A practical deployment generally needs both. A changed operating regime can induce model anomalies, while model degradation can mask or distort operational anomaly signals.

## Current scope (v0.1)

### Detection

- Typed detector interfaces (`fit`, `score`) returning structured `DetectionResult`.
- Baseline detectors:
  - `IsolationForestDetector`
  - `RobustZScoreDetector`
- Explicit score-threshold conversion helpers.

### Monitoring

- Deterministic monitor interfaces (`fit`, `evaluate`) returning structured `MonitorResult`.
- Implemented monitors:
  - `KSTestDriftMonitor`
  - `PredictionStabilityMonitor`
  - `SelfTestMonitor`
  - `FeatureImportanceDriftMonitor` (typed scaffold for richer attribution workflows)
- Contract-first stubs for calibration/concept/uncertainty expansion.

### Evaluation, orchestration, and interfaces

- Evaluation helpers for precision/recall/F1, robustness checks, and report scaffolds.
- Minimal orchestration pipelines and rule-based alert formatting.
- Dataset loading and validation utilities for maritime tabular data.
- Typed plugin and CLI entry-point structure.

## Installation

### Development install (recommended for research workflows)

```bash
pip install -e ".[dev,docs]"
```

### Package install

```bash
pip install marlin-ad
```

## Minimal CLI run

```bash
marlin-ad demo --rows 500 --seed 42
```

The demo performs one deterministic end-to-end pass:

- operational anomaly scoring on synthetic maritime-like telemetry,
- drift monitoring between reference and current windows.

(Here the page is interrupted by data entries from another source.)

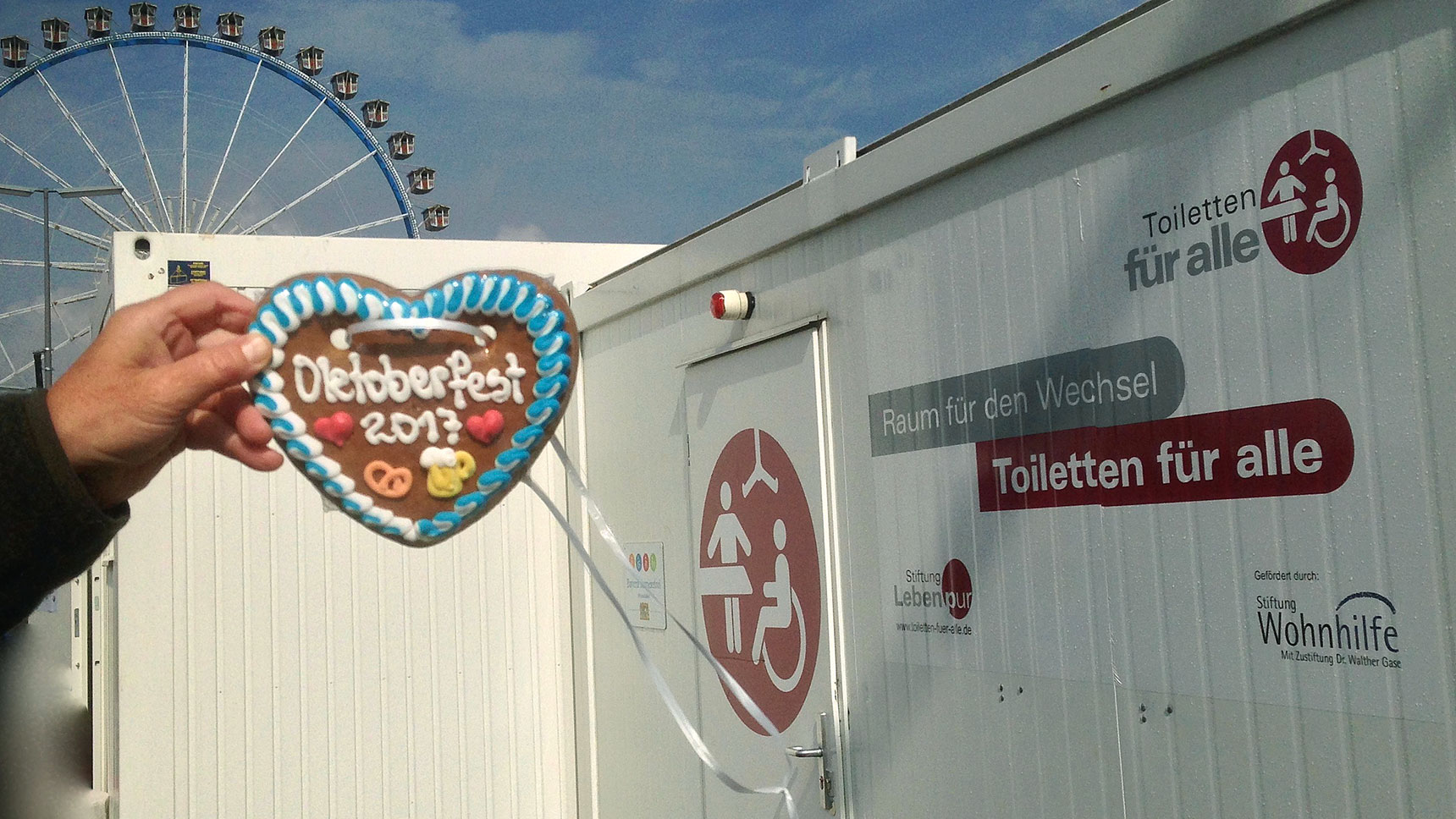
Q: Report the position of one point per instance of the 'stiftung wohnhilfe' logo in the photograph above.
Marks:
(1360, 630)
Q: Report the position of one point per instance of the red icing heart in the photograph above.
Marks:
(485, 426)
(335, 428)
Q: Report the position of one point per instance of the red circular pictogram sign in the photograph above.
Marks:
(758, 576)
(1310, 202)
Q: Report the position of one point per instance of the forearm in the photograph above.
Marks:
(50, 527)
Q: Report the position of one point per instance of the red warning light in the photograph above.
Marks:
(733, 305)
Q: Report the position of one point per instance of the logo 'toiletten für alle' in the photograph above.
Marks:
(1306, 212)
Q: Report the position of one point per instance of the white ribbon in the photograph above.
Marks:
(412, 323)
(654, 673)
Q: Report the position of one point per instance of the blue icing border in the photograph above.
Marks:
(289, 305)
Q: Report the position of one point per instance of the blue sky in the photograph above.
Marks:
(645, 119)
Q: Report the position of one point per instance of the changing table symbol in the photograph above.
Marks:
(758, 575)
(1310, 202)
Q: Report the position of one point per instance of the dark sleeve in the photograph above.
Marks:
(50, 527)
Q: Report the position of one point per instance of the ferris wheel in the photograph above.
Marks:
(187, 133)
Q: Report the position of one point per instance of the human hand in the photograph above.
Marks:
(163, 376)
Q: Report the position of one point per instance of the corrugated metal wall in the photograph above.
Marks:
(1116, 665)
(277, 659)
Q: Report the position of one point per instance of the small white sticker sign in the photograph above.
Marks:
(645, 596)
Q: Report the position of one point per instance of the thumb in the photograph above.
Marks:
(188, 382)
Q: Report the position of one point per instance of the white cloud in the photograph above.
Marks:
(521, 233)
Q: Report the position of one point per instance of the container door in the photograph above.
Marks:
(764, 578)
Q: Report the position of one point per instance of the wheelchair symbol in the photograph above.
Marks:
(1332, 206)
(780, 614)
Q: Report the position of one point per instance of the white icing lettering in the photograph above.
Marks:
(400, 420)
(450, 422)
(373, 425)
(396, 382)
(306, 393)
(515, 371)
(335, 384)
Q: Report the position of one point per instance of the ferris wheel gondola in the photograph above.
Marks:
(190, 156)
(98, 22)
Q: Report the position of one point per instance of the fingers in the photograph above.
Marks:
(212, 431)
(236, 408)
(201, 307)
(190, 382)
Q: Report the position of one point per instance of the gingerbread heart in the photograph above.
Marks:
(455, 392)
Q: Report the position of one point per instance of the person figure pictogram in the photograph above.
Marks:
(728, 536)
(1284, 190)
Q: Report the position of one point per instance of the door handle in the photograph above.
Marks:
(819, 752)
(804, 752)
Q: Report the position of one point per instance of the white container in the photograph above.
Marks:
(1124, 646)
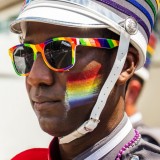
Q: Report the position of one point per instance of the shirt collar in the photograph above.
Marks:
(117, 135)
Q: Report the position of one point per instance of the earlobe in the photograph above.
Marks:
(129, 67)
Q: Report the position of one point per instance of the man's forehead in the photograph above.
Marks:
(50, 29)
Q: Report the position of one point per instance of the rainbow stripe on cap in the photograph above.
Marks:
(150, 50)
(144, 11)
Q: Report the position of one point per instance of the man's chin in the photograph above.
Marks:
(53, 128)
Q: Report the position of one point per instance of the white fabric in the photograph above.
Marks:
(92, 123)
(143, 73)
(135, 118)
(112, 143)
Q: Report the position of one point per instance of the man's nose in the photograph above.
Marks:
(40, 73)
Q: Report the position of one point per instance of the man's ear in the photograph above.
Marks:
(129, 66)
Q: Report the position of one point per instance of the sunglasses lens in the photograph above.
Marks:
(59, 54)
(23, 59)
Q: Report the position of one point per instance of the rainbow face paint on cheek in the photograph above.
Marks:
(83, 87)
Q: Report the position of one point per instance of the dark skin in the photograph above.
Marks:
(46, 88)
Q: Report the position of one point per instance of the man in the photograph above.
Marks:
(77, 57)
(135, 87)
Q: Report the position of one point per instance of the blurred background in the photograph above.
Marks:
(19, 128)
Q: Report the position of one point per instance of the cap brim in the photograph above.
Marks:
(55, 13)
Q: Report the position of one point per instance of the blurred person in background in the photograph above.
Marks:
(134, 90)
(80, 56)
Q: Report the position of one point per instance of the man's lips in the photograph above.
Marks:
(45, 105)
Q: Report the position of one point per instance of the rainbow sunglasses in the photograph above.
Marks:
(57, 53)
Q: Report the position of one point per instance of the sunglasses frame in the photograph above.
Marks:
(39, 48)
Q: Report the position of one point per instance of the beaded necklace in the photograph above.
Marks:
(130, 144)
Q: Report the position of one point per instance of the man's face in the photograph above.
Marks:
(62, 101)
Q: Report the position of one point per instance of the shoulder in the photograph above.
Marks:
(32, 154)
(142, 151)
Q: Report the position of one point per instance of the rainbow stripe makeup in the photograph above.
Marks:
(57, 53)
(83, 87)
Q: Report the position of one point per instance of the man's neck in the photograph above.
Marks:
(74, 148)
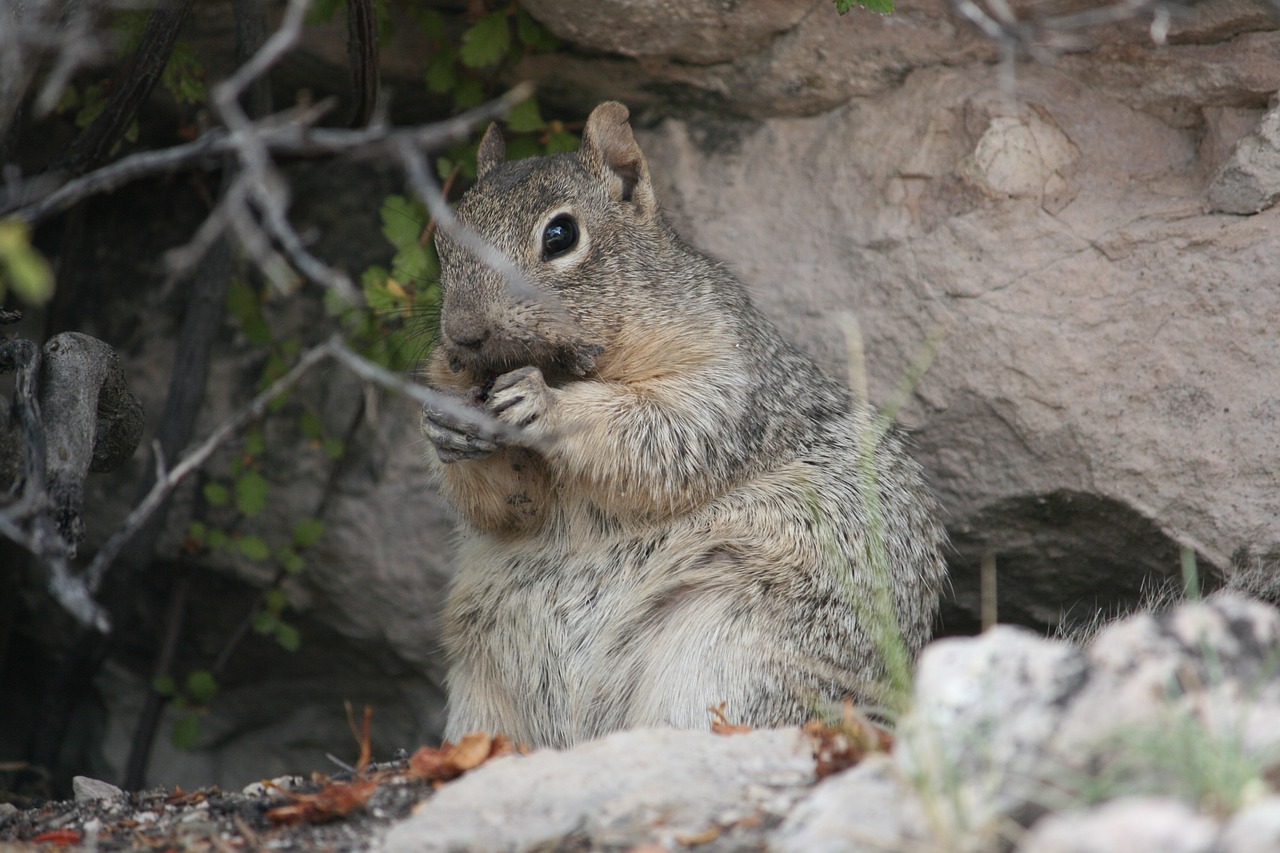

You can also run the same pipeline on a local CSV:

```bash
marlin-ad demo --csv path/to/data.csv
```

List built-in datasets:

```bash
marlin-ad datasets list
```

## Minimal Python workflow

```python
import pandas as pd

from marlin_ad.detection import IsolationForestDetector
from marlin_ad.monitoring import KSTestDriftMonitor

reference = pd.DataFrame(
    {
        "speed_knots": [12.8, 13.2, 12.9, 13.1],
        "engine_temp_c": [79.1, 78.9, 79.3, 79.0],
    }
)
current = pd.DataFrame(
    {
        "speed_knots": [13.0, 17.8, 13.4, 13.1],
        "engine_temp_c": [79.2, 96.5, 80.1, 79.0],
    }
)

# A) Operational anomalies in current maritime data.
detector = IsolationForestDetector(random_state=42).fit(reference.to_numpy())
detection = detector.score(current.to_numpy())

# B) AI-behaviour anomalies via feature-distribution drift.
monitor = KSTestDriftMonitor(pvalue_threshold=0.01).fit(reference)
drift = monitor.evaluate(current)

print("anomaly_rate", float(detection.labels.mean()))
print("drift_alerts", drift.alerts)
```

## Documentation

The documentation in `docs/` is organized around manuscript- and operations-oriented reading paths:

- **Concepts**: dual-anomaly framing and architectural principles.
- **Maritime data**: schema assumptions, validation, and loader contracts.
- **Anomaly detection**: detector API and score semantics.
- **Model monitoring**: drift/stability/health monitoring API and interpretation.
- **Explainability**: optional audit-oriented explanation hooks.
- **Evaluation**: reproducible benchmarking and reporting checklist.
- **Minimal workflow**: compact runnable end-to-end example.
- **Implementation status**: explicit implemented-vs-scaffolded matrix (`docs/implementation-status.md`).

Build docs locally:

```bash
mkdocs build -f docs/mkdocs.yml
```

## Repository layout

- `src/marlin_ad/detection/` — maritime anomaly detectors
- `src/marlin_ad/monitoring/` — model/self-monitoring modules
- `src/marlin_ad/datasets/` — loaders and schema validation
- `src/marlin_ad/evaluation/` — metrics, robustness, reporting scaffolds
- `src/marlin_ad/explainability/` — adapters and report hooks
- `src/marlin_ad/pipelines/` — orchestration helpers
- `examples/` — executable reference examples
- `docs/` — MkDocs documentation

## Reproducibility baseline

Before publishing results derived from MARLIN-AD, run:

```bash
ruff check .
mypy src/marlin_ad
pytest -q
```

Record package version, dependency versions, random seeds, dataset versions, and split definitions.

## Citation

If MARLIN-AD contributes to academic or industrial work, cite using `CITATION.cff`.

## License

Apache-2.0 © 2026 Dr Tymoteusz Miller, kpt. Irmina Durlik.